Ten Favorite Dive Bars in Greater Phoenix
|Photos by Benjamin Leatherman|
While many of our favorite local dives have fallen by the wayside (such as Neuman's, Pete's Newsroom, Six East, or Mecca Lounge) over the years, plenty of other beer and booze joints dot the Valley landscape and feature all the hallmarks of a classic dive experience: Furnishings held together with duct tape, copious stains of a questionable nature, and various pickled foodstuffs lurking about in jars.
Here's our list of some of the best places to get a little bit of the lowlife in your nightlife.
Eager for an early start to your daydrinking? The doors at this McDowell Road alehouse open exactly at 6 a.m. every morning. Happy hour prices start promptly at 9 a.m. and is typically attended by hard drinkers eager for their morning brew, whether its of the malt-and-hops variety (domestic bottles are offered for $2.50) or something a caffeinated nature (cups of coffee go for 50 cents). Like most dives, microwaved snacks and dirt-cheap cigarettes are for sale, its resident barflies are both unusual-looking and eager to chat, and the atmosphere here is relaxed, as illustrated by occasional patron who stops by wearing pajamas.
9. Mother's Bar & Grill
Perched among the dusty lots and industrial warehouses of West Buckeye Road, Mother's is a ramshackle saloon devoid of frills but filled with character.
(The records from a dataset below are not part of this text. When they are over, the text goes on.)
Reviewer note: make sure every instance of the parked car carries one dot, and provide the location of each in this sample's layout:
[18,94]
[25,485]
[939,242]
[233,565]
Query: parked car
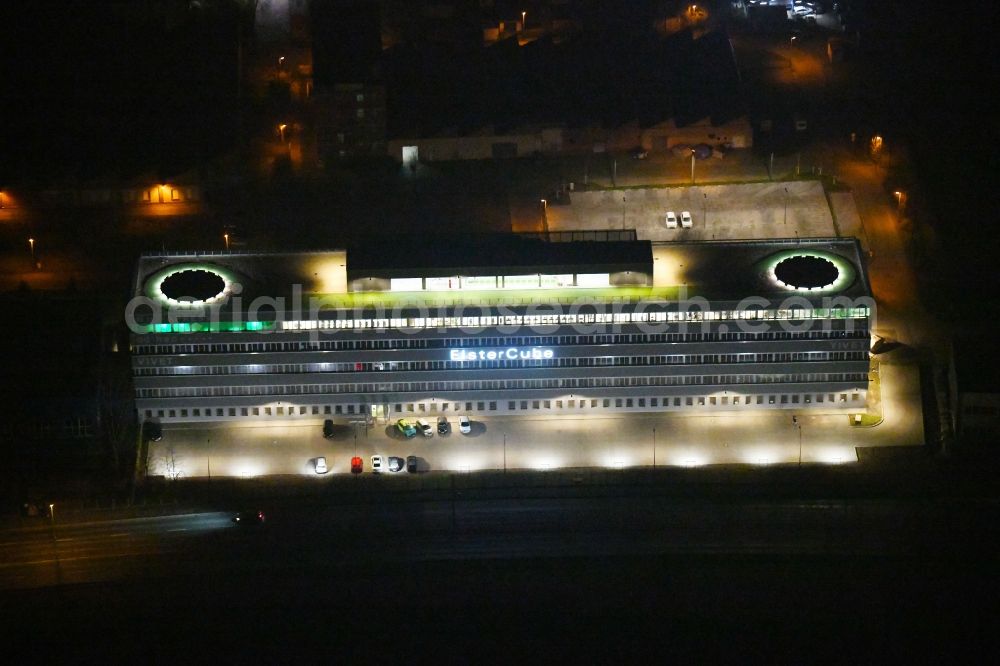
[405,427]
[249,518]
[154,431]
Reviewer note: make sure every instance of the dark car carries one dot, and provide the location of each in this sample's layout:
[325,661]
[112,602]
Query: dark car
[154,431]
[249,518]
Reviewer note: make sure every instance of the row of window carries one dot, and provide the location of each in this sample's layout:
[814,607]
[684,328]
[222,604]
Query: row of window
[512,405]
[506,341]
[583,318]
[572,362]
[497,384]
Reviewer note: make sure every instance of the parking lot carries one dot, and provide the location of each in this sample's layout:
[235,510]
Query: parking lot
[783,209]
[549,442]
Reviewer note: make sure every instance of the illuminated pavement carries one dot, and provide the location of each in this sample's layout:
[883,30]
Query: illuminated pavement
[782,209]
[550,442]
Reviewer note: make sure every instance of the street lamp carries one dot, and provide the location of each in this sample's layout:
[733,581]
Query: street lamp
[505,453]
[900,200]
[798,426]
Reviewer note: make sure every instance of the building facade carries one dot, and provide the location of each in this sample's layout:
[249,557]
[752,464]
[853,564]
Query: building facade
[516,326]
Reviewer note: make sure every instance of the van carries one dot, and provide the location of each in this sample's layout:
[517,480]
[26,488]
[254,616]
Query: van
[425,428]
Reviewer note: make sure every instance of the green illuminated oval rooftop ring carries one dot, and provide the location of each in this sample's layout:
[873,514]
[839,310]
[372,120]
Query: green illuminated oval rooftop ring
[190,285]
[809,271]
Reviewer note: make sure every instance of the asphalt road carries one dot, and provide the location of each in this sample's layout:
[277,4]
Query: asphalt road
[311,535]
[480,580]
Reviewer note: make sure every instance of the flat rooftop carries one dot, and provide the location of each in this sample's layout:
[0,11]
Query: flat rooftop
[724,271]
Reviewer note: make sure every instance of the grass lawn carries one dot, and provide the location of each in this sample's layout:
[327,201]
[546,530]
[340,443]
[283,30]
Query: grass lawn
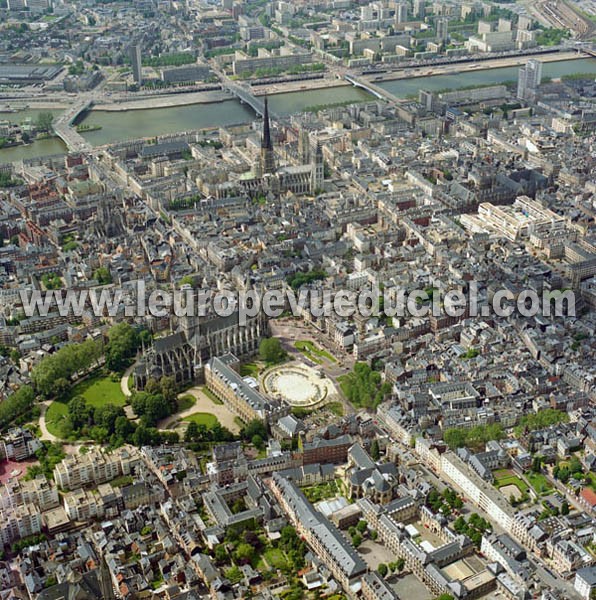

Shuffle across the stained plywood and concrete floor and belly up to the wooden bar where many a regular has carved their name. A mere four brews are on tap, illustrated dollar bills decorate the ceiling, the smoking patio is a mess of rusty beer cans and cigarette buts, and probably the fanciest mixed drink served are the homemade Cheladas poured into gigantic plastic cups. The bartenders dispense plenty of sass to go along with your drink, but refrain from mouthing off. Just like your own mama, the staff at Mother's don't take no guff and aren't afraid of 86'ing troublemakers.
8. Tallyho Cocktail Lounge
A unique throwback tucked away in a North Scottsdale strip mall, the Tallyho is filled with Olde English decor and an old school aura. Hard drinkers gather amid wrought iron furnishings and get a chaser of kitsch to go with their cocktails. As light streams through stained glass windows and statuettes of monarchs gaze down from high atop their shelves, patrons tie one on at the oval-shaped bar or grab a seat at any of the red vinyl booths to get a snootfull. Owner Lois Richards has persistently kept things the same at the Tallyho pretty much since it opened in 1969, whether it's the tacky look or the ultra-cheap prices (including $3.50 well drinks and $3 brews).